Karen Coleman: Helmut, Dimitri, Mary -- all shackled to the sword
Spare a thought for Helmut -- a hard-working German who is padding around his Bavarian home where he's been living for the last five years. It's 6.30am and he's quietly tip-toeing about, conscious that a slight bang of the door could wake his wife and two children. The early starts don't bother Helmut. He's been doing them since he was 16 when he started his apprenticeship as a plumber. Now that he's 40, he can enjoy the trappings of his hard-earned money with his red-brick house in a respectable neighbourhood and good schools nearby.

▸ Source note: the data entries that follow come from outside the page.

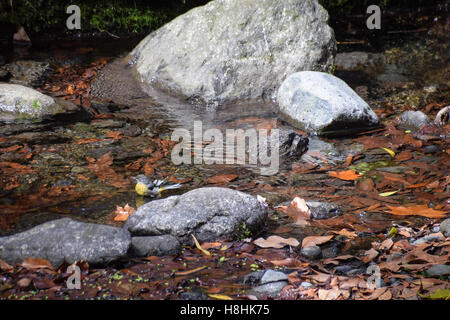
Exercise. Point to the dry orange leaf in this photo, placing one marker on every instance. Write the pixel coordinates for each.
(348, 175)
(4, 266)
(418, 210)
(299, 211)
(36, 263)
(315, 240)
(276, 242)
(346, 233)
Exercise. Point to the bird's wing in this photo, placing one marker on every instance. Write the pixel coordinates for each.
(158, 183)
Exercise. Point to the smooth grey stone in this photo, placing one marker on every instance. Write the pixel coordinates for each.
(273, 276)
(155, 246)
(235, 50)
(311, 252)
(67, 240)
(208, 213)
(319, 103)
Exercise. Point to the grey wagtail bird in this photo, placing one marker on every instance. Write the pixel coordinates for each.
(145, 187)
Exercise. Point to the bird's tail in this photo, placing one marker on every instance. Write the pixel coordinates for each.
(172, 186)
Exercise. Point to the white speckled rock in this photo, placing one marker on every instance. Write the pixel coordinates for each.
(208, 213)
(20, 103)
(66, 240)
(229, 50)
(318, 102)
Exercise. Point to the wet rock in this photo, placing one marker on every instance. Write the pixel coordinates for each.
(323, 210)
(439, 270)
(208, 213)
(131, 131)
(27, 73)
(432, 149)
(413, 120)
(66, 240)
(272, 289)
(193, 295)
(393, 76)
(357, 60)
(292, 143)
(4, 75)
(244, 51)
(108, 123)
(311, 252)
(305, 284)
(271, 283)
(254, 277)
(272, 276)
(445, 227)
(426, 239)
(24, 283)
(318, 102)
(23, 104)
(330, 252)
(155, 246)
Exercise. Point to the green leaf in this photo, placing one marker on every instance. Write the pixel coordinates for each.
(387, 194)
(392, 232)
(441, 294)
(392, 153)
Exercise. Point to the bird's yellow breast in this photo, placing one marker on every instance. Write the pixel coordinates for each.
(142, 189)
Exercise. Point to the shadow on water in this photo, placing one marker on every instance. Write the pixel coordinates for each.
(159, 115)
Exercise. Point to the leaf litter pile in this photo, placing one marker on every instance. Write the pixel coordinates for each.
(393, 193)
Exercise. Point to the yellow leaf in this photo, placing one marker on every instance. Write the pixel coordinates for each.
(441, 294)
(348, 175)
(387, 194)
(392, 153)
(199, 247)
(184, 273)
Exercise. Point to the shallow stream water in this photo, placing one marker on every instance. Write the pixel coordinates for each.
(57, 162)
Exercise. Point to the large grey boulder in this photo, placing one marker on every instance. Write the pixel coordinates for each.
(66, 240)
(231, 50)
(318, 102)
(207, 213)
(413, 120)
(21, 104)
(445, 227)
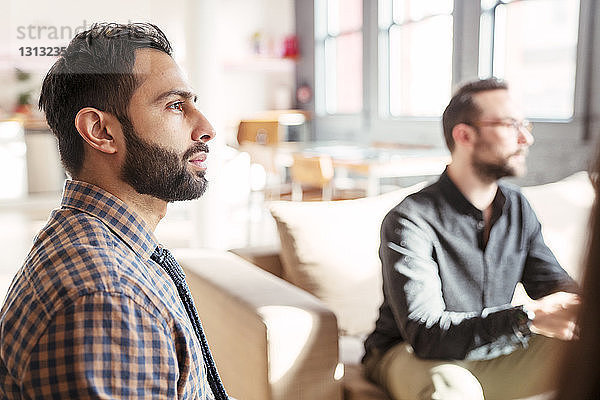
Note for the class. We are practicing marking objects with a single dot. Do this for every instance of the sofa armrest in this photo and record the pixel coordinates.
(270, 339)
(265, 257)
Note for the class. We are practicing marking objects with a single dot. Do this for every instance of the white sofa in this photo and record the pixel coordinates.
(293, 329)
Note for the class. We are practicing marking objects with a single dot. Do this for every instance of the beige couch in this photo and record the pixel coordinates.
(293, 329)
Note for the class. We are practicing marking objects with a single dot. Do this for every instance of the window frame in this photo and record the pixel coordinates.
(368, 126)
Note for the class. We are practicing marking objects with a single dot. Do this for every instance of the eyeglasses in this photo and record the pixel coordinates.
(509, 123)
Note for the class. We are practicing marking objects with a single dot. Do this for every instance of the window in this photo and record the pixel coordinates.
(415, 63)
(385, 69)
(338, 56)
(533, 45)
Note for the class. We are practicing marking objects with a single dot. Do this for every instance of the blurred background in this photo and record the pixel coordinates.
(311, 99)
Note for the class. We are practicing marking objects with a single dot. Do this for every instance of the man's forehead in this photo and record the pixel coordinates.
(498, 102)
(156, 73)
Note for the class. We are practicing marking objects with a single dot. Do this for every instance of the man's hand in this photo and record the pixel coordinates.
(556, 315)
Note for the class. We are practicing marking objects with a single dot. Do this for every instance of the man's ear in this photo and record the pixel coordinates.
(93, 126)
(463, 135)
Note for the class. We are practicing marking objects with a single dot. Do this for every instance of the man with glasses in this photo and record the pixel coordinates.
(452, 255)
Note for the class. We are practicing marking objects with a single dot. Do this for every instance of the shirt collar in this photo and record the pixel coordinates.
(464, 206)
(113, 212)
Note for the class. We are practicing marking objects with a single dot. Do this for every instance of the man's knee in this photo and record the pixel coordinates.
(452, 382)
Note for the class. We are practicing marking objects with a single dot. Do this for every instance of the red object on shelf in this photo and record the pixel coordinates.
(290, 47)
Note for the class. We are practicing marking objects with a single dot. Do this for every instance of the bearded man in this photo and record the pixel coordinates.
(452, 255)
(100, 309)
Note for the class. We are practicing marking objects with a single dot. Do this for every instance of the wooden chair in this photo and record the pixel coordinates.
(314, 172)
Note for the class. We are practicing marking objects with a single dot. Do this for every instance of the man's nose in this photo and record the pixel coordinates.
(203, 130)
(525, 136)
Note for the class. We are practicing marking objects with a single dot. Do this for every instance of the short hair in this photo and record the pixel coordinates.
(95, 70)
(462, 107)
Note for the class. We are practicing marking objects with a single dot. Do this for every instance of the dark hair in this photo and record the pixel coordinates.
(580, 377)
(462, 107)
(96, 70)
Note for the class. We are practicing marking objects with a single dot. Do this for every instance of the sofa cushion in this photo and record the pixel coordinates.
(563, 209)
(330, 249)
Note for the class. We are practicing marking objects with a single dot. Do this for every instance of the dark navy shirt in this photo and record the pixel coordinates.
(446, 291)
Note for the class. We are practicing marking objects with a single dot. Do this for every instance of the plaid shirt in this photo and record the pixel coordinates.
(89, 315)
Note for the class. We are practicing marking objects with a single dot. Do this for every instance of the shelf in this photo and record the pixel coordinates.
(260, 64)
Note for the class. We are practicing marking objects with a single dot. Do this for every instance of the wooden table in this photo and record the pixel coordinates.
(373, 162)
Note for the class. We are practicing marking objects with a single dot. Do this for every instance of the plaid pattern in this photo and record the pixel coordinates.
(90, 315)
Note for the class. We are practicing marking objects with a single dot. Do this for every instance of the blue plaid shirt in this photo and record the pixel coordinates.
(89, 315)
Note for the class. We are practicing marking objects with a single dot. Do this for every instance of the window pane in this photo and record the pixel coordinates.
(414, 10)
(344, 16)
(344, 74)
(535, 45)
(384, 10)
(421, 67)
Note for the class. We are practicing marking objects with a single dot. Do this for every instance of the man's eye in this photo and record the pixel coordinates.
(177, 106)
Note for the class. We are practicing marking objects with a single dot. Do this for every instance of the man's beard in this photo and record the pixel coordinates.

But Helmut isn't happy. He's upset at Angela Merkel and her stooges from the Bundesbank preaching about the need for Germans to tighten their belts and pay more taxes to bail out states like Ireland and Greece.

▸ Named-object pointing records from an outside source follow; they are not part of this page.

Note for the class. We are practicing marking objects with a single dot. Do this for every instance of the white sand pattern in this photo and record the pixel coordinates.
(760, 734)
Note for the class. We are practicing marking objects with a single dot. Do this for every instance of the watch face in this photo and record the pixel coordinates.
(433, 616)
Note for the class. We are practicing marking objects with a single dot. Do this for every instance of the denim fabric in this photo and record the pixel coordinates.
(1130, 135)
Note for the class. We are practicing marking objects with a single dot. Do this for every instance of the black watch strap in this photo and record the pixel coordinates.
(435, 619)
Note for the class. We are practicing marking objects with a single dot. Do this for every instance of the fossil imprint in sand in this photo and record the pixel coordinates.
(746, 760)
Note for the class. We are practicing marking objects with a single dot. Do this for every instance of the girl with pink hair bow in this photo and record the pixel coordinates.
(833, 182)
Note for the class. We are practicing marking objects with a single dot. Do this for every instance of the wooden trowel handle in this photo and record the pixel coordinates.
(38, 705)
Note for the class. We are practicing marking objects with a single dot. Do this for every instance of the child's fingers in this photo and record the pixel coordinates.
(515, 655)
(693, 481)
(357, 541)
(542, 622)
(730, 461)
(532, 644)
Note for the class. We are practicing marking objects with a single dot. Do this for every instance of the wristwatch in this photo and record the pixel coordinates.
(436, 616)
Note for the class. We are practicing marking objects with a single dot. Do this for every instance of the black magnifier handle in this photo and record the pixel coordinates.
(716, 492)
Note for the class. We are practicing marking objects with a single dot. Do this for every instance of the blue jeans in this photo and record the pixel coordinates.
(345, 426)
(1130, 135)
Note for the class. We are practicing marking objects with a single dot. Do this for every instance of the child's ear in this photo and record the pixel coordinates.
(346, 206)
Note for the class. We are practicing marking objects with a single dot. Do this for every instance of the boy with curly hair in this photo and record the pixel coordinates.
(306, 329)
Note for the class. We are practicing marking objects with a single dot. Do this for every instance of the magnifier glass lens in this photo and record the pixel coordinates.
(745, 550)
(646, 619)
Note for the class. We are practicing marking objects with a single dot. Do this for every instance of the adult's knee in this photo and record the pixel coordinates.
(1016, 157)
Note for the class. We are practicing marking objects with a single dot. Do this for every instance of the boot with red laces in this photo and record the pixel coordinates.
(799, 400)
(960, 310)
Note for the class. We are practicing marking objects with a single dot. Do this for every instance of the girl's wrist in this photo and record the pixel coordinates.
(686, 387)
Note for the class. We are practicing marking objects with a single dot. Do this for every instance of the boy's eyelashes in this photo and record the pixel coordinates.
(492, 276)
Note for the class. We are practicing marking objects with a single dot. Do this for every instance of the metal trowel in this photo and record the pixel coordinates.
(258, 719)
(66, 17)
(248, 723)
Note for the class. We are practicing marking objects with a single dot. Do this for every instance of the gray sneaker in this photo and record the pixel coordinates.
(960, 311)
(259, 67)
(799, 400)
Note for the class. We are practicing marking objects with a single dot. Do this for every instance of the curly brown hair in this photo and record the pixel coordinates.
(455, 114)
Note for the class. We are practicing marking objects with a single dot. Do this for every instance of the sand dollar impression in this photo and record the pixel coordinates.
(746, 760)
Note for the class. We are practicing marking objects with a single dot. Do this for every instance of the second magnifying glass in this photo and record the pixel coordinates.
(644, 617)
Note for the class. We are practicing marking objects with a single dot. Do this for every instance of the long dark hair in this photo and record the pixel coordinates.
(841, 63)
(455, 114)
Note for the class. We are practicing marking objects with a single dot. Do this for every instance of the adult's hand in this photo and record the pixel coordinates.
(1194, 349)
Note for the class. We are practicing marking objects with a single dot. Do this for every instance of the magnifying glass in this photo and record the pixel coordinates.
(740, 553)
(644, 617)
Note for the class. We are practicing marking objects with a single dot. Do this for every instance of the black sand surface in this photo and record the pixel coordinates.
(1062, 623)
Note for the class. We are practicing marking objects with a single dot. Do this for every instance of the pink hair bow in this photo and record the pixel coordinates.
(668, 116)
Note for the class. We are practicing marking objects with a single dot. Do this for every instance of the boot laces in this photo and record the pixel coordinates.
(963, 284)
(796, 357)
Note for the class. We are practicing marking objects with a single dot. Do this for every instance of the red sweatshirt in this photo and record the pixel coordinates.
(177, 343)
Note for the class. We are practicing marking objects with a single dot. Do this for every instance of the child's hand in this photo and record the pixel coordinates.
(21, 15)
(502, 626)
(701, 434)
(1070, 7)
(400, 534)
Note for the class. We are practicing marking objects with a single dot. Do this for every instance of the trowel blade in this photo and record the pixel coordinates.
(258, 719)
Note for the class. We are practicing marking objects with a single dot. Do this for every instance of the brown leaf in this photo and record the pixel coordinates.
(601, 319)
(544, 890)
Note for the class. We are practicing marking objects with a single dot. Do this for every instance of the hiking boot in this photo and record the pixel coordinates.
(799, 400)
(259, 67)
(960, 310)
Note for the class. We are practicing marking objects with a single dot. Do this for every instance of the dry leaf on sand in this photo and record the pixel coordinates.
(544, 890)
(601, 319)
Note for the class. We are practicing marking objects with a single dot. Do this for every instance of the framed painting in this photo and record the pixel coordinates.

Helmut doesn't see why Germany needs to rescue tax-dodging Greeks and profligate Paddys. He needs to keep his money himself so that his kids can go to good schools and universities. He paid his fair share of taxes all of his life. He didn't gamble on properties. He didn't buy a holiday home abroad; in fact he usually goes camping with the children in Germany every year. He doesn't care about fiscal compacts and austerity measures. He doesn't give a damn if German banks lent to Irish banks and he certainly doesn't care if the Irish economy goes bust.